The pathophysiology linking vitamin D to these diverse foot problems ultimately converges on systemic inflammation and immune dysregulation. Vitamin D acts as a negative regulator of the renin-angiotensin system and downregulates NF-?B, a master transcription factor for inflammatory mediators. In the foot, where even minor inflammation can compromise tight spaces like the tarsal tunnel or the plantar fascia, this anti-inflammatory action is critical. Furthermore, vitamin D improves skeletal muscle function by enhancing calcium uptake into the sarcoplasmic reticulum, which directly affects the gait cycle—deficiency leads to a waddling, unsteady gait that increases pressure points on the metatarsal heads and heels, predisposing to calluses, ulcers, and falls.

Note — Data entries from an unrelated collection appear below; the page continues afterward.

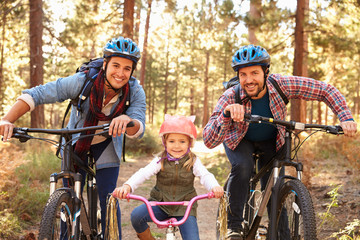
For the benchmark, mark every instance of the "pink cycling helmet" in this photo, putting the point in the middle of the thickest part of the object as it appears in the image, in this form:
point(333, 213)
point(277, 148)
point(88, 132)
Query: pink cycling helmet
point(178, 124)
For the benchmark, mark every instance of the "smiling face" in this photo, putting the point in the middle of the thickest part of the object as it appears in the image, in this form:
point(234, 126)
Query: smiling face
point(118, 71)
point(252, 81)
point(177, 144)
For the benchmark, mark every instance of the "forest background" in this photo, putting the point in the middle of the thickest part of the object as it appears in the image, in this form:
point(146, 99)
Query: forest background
point(186, 49)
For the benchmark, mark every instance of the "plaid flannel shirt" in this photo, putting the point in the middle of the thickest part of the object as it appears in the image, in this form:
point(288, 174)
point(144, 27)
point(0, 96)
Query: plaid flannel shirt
point(222, 129)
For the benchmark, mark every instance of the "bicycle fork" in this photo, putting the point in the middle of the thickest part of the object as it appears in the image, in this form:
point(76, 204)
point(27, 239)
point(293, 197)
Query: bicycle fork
point(77, 189)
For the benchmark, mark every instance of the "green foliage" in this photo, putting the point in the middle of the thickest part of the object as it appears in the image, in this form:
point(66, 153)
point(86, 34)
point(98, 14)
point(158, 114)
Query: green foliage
point(350, 232)
point(327, 216)
point(9, 225)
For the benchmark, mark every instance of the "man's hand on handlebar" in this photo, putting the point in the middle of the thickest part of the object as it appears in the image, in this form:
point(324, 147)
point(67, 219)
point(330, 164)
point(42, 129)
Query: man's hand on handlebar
point(6, 129)
point(218, 191)
point(118, 125)
point(236, 112)
point(349, 128)
point(122, 192)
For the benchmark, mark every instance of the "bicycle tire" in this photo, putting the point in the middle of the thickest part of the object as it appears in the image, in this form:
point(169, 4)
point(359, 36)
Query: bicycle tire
point(58, 208)
point(96, 212)
point(296, 200)
point(218, 212)
point(248, 213)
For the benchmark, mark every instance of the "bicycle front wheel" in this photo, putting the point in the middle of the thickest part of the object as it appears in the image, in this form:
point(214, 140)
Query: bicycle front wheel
point(56, 222)
point(295, 212)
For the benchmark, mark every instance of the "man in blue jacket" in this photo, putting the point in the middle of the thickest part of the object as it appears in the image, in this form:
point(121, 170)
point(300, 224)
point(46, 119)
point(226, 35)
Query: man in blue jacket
point(106, 104)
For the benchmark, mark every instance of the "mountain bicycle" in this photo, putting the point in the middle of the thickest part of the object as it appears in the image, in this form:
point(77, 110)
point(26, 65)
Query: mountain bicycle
point(171, 223)
point(287, 195)
point(67, 214)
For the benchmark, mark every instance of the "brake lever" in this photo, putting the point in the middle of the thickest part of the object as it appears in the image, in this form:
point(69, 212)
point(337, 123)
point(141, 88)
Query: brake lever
point(335, 130)
point(22, 138)
point(105, 133)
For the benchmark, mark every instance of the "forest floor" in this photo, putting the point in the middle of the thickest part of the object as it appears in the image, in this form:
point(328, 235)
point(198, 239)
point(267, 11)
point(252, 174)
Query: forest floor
point(325, 176)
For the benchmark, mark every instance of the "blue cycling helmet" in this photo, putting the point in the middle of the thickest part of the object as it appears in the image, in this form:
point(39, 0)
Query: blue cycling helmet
point(250, 55)
point(122, 47)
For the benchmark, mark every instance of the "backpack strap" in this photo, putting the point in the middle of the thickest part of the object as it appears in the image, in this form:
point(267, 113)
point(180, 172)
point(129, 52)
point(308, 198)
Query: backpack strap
point(237, 93)
point(278, 89)
point(273, 82)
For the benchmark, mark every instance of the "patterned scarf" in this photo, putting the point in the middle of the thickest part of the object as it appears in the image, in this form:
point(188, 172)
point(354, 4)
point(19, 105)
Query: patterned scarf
point(95, 115)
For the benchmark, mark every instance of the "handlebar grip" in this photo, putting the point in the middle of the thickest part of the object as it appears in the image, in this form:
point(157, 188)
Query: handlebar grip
point(130, 124)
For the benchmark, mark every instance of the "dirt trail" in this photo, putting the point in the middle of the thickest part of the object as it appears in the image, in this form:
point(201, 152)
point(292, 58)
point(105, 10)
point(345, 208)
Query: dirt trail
point(325, 175)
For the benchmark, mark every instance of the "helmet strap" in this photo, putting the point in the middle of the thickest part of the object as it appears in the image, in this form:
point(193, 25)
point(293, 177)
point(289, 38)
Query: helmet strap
point(171, 158)
point(108, 84)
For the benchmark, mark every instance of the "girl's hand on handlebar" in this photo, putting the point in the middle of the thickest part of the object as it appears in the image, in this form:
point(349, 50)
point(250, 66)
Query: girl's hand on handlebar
point(349, 128)
point(236, 112)
point(6, 129)
point(218, 191)
point(118, 125)
point(122, 192)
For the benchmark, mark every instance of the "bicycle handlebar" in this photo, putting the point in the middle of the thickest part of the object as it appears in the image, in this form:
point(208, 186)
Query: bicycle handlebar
point(22, 132)
point(293, 125)
point(172, 222)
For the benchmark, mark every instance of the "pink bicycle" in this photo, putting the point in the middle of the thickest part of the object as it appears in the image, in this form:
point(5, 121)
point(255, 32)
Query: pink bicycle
point(170, 223)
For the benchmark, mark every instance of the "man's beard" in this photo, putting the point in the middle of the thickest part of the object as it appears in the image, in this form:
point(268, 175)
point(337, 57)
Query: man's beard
point(260, 89)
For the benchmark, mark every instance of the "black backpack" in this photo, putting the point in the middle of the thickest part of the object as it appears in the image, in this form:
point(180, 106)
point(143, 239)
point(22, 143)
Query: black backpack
point(235, 81)
point(91, 68)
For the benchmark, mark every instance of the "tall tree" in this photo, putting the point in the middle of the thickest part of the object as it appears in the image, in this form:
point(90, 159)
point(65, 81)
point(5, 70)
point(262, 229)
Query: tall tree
point(138, 5)
point(298, 107)
point(36, 57)
point(255, 7)
point(128, 19)
point(144, 55)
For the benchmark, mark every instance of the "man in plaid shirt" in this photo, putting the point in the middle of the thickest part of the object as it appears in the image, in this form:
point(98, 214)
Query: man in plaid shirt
point(259, 97)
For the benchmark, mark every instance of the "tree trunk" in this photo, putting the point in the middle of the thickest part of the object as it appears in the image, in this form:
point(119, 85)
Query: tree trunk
point(255, 6)
point(36, 58)
point(128, 22)
point(137, 21)
point(144, 55)
point(2, 81)
point(206, 80)
point(296, 104)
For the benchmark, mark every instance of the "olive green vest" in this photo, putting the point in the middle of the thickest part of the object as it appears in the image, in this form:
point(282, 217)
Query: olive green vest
point(174, 184)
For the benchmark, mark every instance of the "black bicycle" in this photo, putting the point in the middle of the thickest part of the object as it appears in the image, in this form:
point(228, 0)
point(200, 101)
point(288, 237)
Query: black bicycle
point(68, 214)
point(290, 199)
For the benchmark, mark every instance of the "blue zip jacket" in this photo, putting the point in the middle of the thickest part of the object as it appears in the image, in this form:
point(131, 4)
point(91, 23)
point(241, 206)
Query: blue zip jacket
point(69, 88)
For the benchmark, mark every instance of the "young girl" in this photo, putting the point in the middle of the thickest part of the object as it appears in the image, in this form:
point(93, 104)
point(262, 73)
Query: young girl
point(175, 169)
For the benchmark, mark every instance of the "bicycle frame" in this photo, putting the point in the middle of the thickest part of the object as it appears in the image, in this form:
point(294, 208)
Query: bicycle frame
point(172, 222)
point(274, 182)
point(89, 223)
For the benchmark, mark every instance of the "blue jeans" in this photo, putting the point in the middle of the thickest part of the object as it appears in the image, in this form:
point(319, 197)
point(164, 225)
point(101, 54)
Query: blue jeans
point(106, 179)
point(140, 217)
point(242, 165)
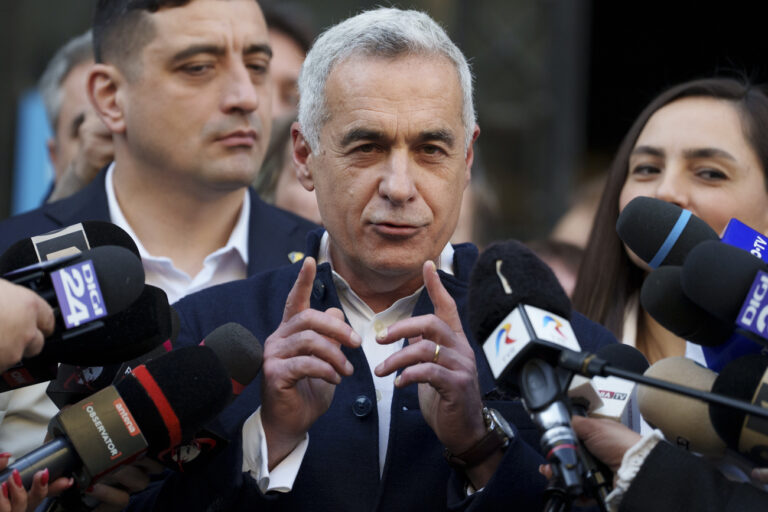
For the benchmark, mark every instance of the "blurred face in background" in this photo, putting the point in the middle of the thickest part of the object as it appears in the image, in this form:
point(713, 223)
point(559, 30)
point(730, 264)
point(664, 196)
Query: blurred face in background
point(694, 153)
point(75, 105)
point(287, 58)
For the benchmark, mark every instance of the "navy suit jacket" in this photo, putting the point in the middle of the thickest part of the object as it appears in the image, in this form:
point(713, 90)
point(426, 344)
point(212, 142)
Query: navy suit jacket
point(340, 471)
point(272, 233)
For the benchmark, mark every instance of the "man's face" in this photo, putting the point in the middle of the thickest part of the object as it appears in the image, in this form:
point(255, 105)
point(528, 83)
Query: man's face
point(286, 66)
point(74, 108)
point(198, 108)
point(392, 163)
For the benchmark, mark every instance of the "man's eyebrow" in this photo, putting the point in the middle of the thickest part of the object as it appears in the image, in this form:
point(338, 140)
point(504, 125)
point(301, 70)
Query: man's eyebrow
point(259, 48)
point(443, 136)
point(358, 134)
point(74, 127)
point(198, 49)
point(648, 150)
point(708, 153)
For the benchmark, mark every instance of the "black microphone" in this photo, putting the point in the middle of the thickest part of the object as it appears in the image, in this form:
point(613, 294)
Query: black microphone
point(519, 312)
point(84, 287)
point(746, 379)
point(241, 355)
point(90, 293)
point(661, 233)
point(144, 328)
point(729, 283)
point(663, 298)
point(64, 242)
point(155, 407)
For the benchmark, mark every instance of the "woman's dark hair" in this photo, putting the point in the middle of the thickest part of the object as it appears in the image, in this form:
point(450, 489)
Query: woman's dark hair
point(607, 278)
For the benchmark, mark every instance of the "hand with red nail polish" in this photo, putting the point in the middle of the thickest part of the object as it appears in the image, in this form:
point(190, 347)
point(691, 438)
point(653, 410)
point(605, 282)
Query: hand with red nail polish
point(14, 498)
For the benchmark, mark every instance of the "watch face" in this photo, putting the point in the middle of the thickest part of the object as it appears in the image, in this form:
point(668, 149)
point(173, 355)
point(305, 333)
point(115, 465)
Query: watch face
point(502, 423)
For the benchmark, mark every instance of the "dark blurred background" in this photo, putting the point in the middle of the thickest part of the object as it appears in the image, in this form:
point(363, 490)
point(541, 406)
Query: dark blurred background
point(557, 81)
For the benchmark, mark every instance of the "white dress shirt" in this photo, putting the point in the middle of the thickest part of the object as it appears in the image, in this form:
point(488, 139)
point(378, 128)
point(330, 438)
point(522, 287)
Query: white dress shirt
point(367, 324)
point(25, 412)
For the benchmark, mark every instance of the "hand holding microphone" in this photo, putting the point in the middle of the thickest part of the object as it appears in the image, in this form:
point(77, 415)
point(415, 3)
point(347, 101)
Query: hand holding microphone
point(25, 320)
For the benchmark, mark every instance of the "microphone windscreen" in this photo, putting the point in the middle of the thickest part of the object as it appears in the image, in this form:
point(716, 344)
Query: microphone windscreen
point(624, 357)
point(661, 232)
point(506, 275)
point(739, 379)
point(663, 298)
point(120, 275)
point(238, 350)
point(684, 421)
point(173, 395)
point(22, 253)
point(126, 335)
point(718, 277)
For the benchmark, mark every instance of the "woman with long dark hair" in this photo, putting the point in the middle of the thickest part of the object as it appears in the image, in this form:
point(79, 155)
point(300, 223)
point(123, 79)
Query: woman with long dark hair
point(702, 145)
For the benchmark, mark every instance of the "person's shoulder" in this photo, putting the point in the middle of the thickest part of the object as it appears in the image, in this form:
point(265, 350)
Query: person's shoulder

Despite this compelling evidence, vitamin D screening is not yet standard in podiatric or orthopedic foot clinics. Risk factors for deficiency include older age, dark skin pigmentation, obesity (vitamin D is sequestered in adipose tissue), chronic kidney disease, and geographic locations with limited sunlight. Serum 25-hydroxyvitamin D levels should ideally be maintained above 30 ng/mL, with many experts advocating for 40–60 ng/mL for optimal musculoskeletal and neurological function. Treatment involves either oral cholecalciferol (vitamin D3) at doses of 2000–5000 IU daily for maintenance or high-dose weekly regimens (50,000 IU) for severe deficiency, always co-administered with adequate calcium and magnesium.

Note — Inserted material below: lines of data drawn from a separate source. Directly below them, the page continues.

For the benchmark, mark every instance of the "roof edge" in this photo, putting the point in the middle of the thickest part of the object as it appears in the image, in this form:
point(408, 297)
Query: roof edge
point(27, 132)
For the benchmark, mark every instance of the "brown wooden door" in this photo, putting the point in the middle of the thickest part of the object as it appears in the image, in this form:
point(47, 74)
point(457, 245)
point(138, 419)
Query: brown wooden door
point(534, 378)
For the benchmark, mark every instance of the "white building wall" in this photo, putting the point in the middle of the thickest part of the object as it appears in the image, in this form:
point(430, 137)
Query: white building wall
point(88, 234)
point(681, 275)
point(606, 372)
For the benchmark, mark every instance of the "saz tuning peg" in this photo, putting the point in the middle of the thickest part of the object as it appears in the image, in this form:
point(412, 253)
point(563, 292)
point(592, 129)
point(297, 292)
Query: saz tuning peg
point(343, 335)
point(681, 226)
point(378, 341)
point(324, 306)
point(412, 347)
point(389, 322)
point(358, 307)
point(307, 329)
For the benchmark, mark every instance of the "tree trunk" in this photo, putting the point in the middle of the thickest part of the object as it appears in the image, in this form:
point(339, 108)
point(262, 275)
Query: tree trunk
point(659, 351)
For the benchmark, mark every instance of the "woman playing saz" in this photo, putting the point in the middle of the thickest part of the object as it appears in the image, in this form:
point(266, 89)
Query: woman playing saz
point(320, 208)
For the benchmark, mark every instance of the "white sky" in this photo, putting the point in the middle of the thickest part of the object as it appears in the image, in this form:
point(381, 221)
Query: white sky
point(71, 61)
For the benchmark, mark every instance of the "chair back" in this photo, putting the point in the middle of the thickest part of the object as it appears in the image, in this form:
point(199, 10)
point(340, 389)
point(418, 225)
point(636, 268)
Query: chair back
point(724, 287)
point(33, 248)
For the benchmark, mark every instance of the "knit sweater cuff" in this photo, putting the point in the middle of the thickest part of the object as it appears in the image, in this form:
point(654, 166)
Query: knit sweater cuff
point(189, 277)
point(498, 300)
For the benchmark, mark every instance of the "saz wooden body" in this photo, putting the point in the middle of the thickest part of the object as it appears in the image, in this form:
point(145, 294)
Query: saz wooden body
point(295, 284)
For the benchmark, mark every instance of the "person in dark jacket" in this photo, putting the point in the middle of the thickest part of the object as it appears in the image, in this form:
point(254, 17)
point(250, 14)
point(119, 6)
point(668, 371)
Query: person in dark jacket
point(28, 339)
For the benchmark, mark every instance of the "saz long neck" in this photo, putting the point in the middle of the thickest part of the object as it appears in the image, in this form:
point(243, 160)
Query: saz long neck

Vitamin D is a foundational nutrient for foot health, influencing everything from the integrity of the plantar fascia and the strength of the metatarsals to the function of peripheral nerves and the healing of ulcers. The feet, as the body’s weight-bearing pillars, are unforgiving of metabolic deficiencies. Clinicians who treat foot problems—from podiatrists to primary care physicians—must broaden their differential diagnosis to include vitamin D deficiency, especially in patients with bilateral, persistent, or treatment-resistant conditions. Addressing this hidden deficiency is not only a safe and inexpensive intervention but can transform a patient from a cycle of chronic foot pain, falls, and ulcers to one of restored mobility and independence. For millions suffering from debilitating foot problems, vitamin D repletion may be the missing element in their care.